Jayda noticed how he looked at his Caller ID but didn’t answer it. She also noticed that a woman’s name, Marilyn she believed, was on his phone screen.
“Why aren’t you and your family close?” he asked her again as he turned his phone downward in his hand.
“It’s just not the life I want for myself.
They’re hardworking people, don’t get me wrong.
But after work all they wanna do is drink and party and always have a lot of drama going on.
Not my mama so much, but my half-siblings, although my mama can party with the best of’em too.
I remember how every single weekend it seemed as if everything was on the verge of collapse in our household, and how somebody was going to fight somebody else and it was always a big mess.
But somehow they always survived to live another day.
But that’s how they rolled.
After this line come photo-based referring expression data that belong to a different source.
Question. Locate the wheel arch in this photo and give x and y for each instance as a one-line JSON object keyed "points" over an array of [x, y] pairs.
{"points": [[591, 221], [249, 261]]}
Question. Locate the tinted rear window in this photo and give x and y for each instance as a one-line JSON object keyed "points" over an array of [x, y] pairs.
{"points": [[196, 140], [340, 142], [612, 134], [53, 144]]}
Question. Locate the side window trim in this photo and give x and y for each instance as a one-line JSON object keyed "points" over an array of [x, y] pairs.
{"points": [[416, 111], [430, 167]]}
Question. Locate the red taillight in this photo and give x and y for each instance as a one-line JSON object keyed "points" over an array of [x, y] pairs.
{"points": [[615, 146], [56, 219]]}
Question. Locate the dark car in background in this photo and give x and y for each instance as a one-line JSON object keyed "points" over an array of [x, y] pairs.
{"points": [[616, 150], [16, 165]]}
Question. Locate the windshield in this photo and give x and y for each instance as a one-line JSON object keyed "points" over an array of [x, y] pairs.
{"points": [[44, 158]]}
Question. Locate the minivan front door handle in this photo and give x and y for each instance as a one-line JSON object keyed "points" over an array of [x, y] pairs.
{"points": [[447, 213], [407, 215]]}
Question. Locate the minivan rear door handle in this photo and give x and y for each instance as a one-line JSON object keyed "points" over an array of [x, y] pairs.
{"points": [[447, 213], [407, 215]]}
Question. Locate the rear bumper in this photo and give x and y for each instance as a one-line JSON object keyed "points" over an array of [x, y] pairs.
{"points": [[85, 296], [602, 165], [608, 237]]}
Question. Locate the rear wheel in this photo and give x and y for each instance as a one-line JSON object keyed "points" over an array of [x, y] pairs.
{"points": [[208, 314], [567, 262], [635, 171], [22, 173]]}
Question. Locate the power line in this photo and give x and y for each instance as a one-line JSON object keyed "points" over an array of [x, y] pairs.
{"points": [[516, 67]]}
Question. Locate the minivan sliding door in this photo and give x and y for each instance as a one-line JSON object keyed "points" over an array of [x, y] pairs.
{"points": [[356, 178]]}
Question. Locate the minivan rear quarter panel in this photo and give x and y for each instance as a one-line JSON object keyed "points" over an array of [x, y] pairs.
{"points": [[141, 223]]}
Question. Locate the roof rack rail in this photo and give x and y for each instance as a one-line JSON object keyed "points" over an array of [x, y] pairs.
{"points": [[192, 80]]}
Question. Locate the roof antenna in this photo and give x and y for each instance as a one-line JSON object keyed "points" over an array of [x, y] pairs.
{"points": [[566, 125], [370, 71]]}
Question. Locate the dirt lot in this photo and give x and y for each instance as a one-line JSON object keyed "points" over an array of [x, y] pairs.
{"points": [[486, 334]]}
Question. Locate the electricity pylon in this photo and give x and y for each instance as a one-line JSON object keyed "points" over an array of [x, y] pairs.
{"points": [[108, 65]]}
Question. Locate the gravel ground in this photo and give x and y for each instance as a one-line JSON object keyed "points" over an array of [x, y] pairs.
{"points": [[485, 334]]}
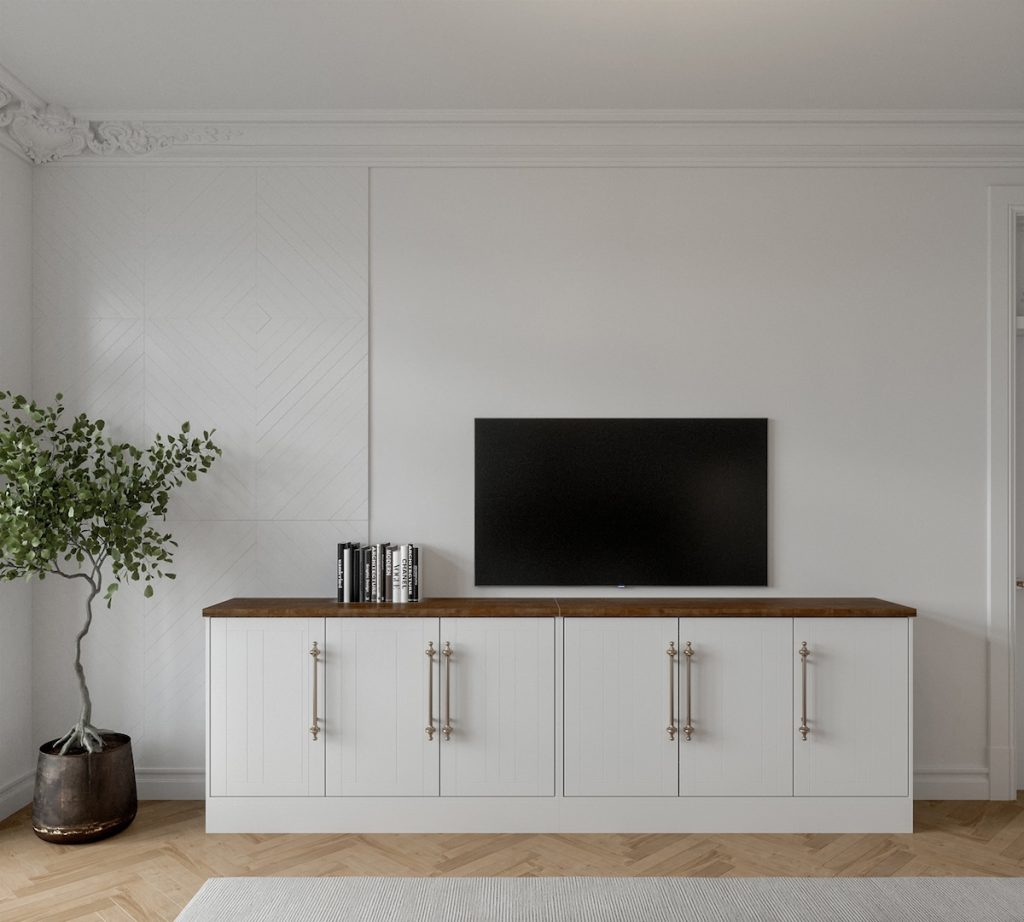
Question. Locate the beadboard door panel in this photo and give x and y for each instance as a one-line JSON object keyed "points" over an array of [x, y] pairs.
{"points": [[502, 675], [857, 707], [619, 683], [740, 694], [261, 707], [382, 696]]}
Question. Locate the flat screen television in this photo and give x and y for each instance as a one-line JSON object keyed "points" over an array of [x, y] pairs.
{"points": [[622, 502]]}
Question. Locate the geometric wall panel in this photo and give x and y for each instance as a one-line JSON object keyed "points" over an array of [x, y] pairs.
{"points": [[235, 297]]}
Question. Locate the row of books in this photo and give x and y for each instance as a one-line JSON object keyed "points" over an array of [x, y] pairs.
{"points": [[378, 573]]}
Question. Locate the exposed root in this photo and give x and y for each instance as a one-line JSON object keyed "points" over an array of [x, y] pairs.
{"points": [[81, 736]]}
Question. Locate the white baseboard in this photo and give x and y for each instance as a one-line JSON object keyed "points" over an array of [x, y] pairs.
{"points": [[967, 783], [171, 784], [16, 794]]}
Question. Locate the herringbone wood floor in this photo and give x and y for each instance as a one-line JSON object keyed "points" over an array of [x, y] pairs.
{"points": [[152, 870]]}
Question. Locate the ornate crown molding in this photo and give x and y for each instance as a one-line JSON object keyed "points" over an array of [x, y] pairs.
{"points": [[48, 133]]}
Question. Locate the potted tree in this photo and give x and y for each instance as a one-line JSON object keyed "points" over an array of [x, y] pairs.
{"points": [[77, 504]]}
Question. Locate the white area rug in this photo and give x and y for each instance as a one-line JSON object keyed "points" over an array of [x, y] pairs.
{"points": [[606, 899]]}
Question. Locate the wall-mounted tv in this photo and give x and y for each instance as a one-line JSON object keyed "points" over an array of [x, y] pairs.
{"points": [[622, 502]]}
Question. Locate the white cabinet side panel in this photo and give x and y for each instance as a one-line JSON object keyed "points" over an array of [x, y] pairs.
{"points": [[741, 702], [616, 681], [503, 702]]}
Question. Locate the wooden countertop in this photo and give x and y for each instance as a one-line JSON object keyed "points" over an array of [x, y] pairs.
{"points": [[566, 608]]}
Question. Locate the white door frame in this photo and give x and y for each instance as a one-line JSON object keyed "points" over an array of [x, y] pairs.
{"points": [[1006, 207]]}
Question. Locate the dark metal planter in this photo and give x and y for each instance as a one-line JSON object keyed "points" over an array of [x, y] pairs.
{"points": [[85, 796]]}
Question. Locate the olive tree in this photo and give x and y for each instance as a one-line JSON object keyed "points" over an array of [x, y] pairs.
{"points": [[74, 503]]}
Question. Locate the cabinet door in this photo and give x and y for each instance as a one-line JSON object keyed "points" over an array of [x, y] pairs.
{"points": [[616, 707], [498, 696], [261, 707], [740, 702], [857, 707], [381, 688]]}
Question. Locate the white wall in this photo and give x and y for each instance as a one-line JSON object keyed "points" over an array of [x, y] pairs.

It was as if they lived for drama.
It was like the highlight of life to them. I wanted more out of life than that.”
“So you left home?”
“My Dad left and took me with him. He said they weren’t corrupting me, whatever he meant by that.
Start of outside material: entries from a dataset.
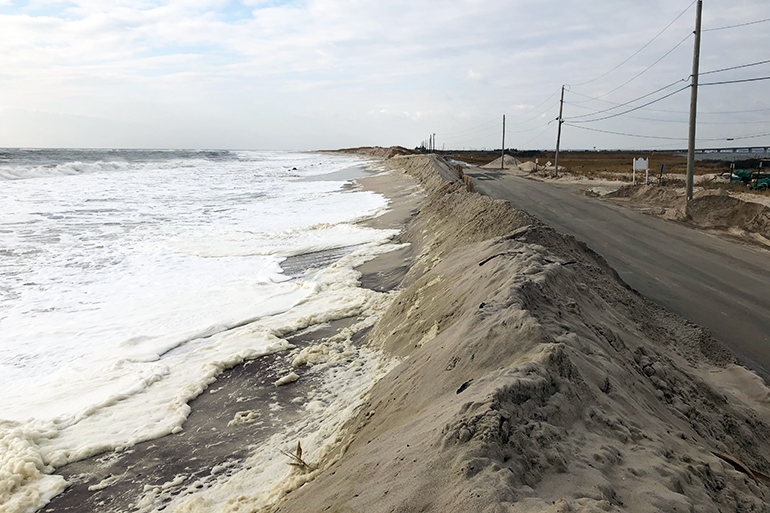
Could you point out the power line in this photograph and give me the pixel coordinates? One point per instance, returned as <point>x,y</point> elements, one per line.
<point>537,106</point>
<point>538,135</point>
<point>635,108</point>
<point>753,136</point>
<point>639,50</point>
<point>637,99</point>
<point>658,120</point>
<point>664,111</point>
<point>472,129</point>
<point>627,135</point>
<point>736,67</point>
<point>647,68</point>
<point>757,79</point>
<point>739,25</point>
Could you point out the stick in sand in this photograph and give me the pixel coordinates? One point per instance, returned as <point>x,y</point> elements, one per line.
<point>297,458</point>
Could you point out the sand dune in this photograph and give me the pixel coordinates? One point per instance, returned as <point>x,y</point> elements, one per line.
<point>534,379</point>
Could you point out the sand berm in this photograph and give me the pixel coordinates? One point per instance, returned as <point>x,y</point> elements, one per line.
<point>533,379</point>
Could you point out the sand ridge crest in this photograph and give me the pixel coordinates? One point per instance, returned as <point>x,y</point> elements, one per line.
<point>547,384</point>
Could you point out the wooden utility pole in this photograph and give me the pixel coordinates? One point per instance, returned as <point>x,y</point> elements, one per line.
<point>558,133</point>
<point>502,162</point>
<point>693,103</point>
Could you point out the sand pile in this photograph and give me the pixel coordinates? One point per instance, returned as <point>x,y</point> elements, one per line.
<point>724,212</point>
<point>510,162</point>
<point>709,209</point>
<point>533,379</point>
<point>528,166</point>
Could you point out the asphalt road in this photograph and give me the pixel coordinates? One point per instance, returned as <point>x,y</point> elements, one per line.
<point>716,283</point>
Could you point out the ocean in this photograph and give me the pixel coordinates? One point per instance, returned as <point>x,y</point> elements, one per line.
<point>129,279</point>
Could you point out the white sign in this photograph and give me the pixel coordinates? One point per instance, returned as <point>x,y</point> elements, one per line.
<point>640,164</point>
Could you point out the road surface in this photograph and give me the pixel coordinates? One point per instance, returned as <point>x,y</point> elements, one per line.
<point>722,285</point>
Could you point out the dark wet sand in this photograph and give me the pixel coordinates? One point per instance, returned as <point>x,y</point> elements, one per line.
<point>207,447</point>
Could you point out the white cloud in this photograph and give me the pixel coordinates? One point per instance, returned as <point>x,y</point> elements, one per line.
<point>256,75</point>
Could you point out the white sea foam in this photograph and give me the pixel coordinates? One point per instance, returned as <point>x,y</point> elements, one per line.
<point>125,289</point>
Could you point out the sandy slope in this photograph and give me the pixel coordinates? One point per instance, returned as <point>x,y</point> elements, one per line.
<point>535,380</point>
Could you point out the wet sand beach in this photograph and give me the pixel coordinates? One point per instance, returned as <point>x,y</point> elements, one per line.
<point>519,374</point>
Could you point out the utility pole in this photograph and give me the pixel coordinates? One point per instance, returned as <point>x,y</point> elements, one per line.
<point>693,103</point>
<point>502,161</point>
<point>558,133</point>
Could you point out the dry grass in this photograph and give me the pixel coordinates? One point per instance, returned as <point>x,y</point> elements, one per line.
<point>597,164</point>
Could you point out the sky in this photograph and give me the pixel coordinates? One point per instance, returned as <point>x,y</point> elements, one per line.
<point>325,74</point>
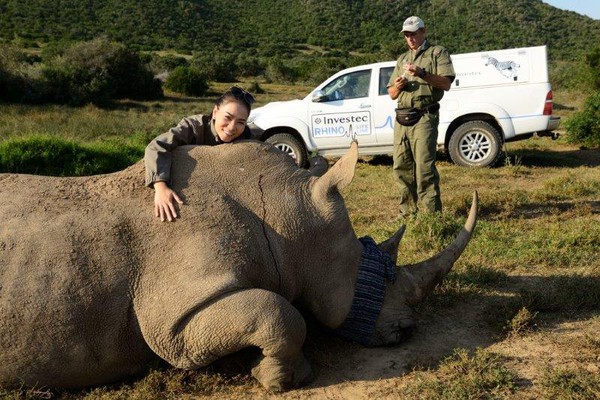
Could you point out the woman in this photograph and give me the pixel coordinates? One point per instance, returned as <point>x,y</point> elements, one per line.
<point>226,124</point>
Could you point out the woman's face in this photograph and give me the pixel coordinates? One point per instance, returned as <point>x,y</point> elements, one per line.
<point>230,120</point>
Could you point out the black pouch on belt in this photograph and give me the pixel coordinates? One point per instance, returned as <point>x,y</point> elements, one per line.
<point>408,116</point>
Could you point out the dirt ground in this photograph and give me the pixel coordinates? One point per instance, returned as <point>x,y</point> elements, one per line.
<point>346,371</point>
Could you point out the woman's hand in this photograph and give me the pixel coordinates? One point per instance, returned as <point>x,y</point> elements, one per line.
<point>164,207</point>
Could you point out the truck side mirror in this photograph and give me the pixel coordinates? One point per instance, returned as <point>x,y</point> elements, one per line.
<point>319,96</point>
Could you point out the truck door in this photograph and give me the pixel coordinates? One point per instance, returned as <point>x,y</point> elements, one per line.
<point>343,110</point>
<point>384,114</point>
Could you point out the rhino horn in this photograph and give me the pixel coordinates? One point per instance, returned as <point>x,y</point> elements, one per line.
<point>427,274</point>
<point>390,246</point>
<point>341,174</point>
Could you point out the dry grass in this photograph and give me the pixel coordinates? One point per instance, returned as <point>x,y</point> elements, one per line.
<point>517,318</point>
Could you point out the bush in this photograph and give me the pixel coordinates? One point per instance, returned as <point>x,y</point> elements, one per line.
<point>187,80</point>
<point>167,63</point>
<point>96,72</point>
<point>217,67</point>
<point>46,155</point>
<point>584,126</point>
But he divorced my mama because he wanted a better life too.
The court gave him full custody because I was his only child in that household and mama had her hands full with my half-siblings.
I was ten when we left Kentucky and he brought me to Harlem to live. ”
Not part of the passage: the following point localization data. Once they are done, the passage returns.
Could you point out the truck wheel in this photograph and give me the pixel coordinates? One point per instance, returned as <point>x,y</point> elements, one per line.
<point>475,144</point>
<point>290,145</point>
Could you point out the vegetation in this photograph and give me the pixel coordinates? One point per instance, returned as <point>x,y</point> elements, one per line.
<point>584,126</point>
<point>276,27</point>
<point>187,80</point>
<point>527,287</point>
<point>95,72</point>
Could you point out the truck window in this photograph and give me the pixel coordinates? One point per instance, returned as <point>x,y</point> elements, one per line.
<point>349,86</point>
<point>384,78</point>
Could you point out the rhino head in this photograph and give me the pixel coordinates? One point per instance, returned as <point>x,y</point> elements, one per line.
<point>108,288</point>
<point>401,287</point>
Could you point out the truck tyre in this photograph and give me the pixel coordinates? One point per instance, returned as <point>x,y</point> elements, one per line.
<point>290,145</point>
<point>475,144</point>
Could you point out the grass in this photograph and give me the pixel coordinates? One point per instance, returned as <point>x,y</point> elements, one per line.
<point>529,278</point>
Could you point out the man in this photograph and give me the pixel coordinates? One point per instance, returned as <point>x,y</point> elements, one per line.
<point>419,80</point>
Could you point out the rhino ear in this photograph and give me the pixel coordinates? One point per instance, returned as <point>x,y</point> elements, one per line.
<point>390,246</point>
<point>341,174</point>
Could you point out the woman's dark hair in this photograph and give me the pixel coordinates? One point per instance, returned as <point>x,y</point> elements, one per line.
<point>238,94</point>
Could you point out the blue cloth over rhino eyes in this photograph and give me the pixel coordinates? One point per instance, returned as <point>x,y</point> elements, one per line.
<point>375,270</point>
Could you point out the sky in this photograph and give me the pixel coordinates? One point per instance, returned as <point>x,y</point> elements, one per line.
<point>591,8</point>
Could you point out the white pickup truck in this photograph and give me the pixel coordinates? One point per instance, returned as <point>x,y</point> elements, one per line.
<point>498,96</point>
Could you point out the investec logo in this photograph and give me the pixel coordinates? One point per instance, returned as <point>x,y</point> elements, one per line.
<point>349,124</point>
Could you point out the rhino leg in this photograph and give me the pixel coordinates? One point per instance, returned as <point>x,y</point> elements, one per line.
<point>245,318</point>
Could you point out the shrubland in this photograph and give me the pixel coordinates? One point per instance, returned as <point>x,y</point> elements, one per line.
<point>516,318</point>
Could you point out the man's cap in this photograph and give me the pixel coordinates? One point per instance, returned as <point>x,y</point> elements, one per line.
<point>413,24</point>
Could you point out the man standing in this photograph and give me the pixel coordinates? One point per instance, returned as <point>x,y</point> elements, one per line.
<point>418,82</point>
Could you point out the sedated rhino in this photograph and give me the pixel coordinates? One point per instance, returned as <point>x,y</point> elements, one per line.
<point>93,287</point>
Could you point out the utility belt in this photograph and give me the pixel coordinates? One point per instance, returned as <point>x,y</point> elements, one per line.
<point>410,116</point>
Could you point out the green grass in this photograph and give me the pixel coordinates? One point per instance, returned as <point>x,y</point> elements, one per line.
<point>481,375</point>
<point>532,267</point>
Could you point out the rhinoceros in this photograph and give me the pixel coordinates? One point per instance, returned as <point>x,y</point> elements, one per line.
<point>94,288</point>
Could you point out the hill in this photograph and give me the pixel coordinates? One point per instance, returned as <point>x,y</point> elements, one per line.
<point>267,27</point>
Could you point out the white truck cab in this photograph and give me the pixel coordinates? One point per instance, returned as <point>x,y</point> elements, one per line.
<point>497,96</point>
“Did it turn out to be a better life?”
“With him it was. We were like best friends. It was great. But he had a stroke and died when I was sixteen.”
“Ah. Sorry to hear that.”
She felt he meant it, as his phone rang again. He glanced at the Caller ID again. But because he turned it back over quickly, Jayda couldn’t see who was calling that time.
So she kept on talking. “Thankfully I was old enough to work and take care of myself by the time he passed away,” she said.
“But I haven’t seen my mama or my half-siblings since I was ten years old, which was eighteen years ago.
And whenever I talk to them on the phone they don’t be all that thrilled about talking to me or seeing me either.
I think I was dead to them,” she said with a smile.
Then her look turned serious again. “But they were always in some mess every time we spoke.”
He considered her. “You’ve been on your own since you were sixteen, and came out on the other side a wonderful young lady. That’s impressive, Jayda.”
Jayda looked at him. Nobody had ever given her a compliment like that before. “Thank you.”
He smiled and pulled her closer against him. “What about now,” he asked her. “Is it a better life now?”
She had to think about that. “It’s a different life. That’s for sure. The jury’s still out on better.”
She and Harrison glanced at each other, as if they both understood what she meant, and then his phone rang again. He looked at the Caller ID and turned it back over quickly again, without answering it. “Sorry about that,” he said.
“Who keeps calling you?” Jayda decided to ask. That same Marilyn person ? she wanted to add. “Who’s blowing up your phone like that?” she added instead.
“I stopped by the office for a last-minute meeting a Canadian group requested. And then I got the message and came here. Now I’m late for a date,” he said before he realized he had let it slip. Or was it a slip? He looked at Jayda.
Jayda was astounded that he would have a date after what they did last night, but she realized she shouldn’t have been astounded at all.
She was nothing more than a business proposition to him.
A piece of meat just like Kenny said. “You don’t have to stay around here,” she said to him, trying hard not to show her true feelings.
“Thank you for coming, but I’m okay. You can go on your date now. ”
He could hear her saying the words, but he could see that her eyes weren’t saying the same thing. “I’m not going anywhere,” he said to her.
But then a depressed look appeared in her eyes that bordered on sadness.
And she laid back on the bed with her feet clinging down off the bed.
He looked back at her. She had all ten of her fingers together in a tent formation and seemed as if she was inwardly holding a heavy conversation with herself.
She looked so young and so beautiful and so innocent to Harrison.
His heart was just aching to be with her. But why? Why ???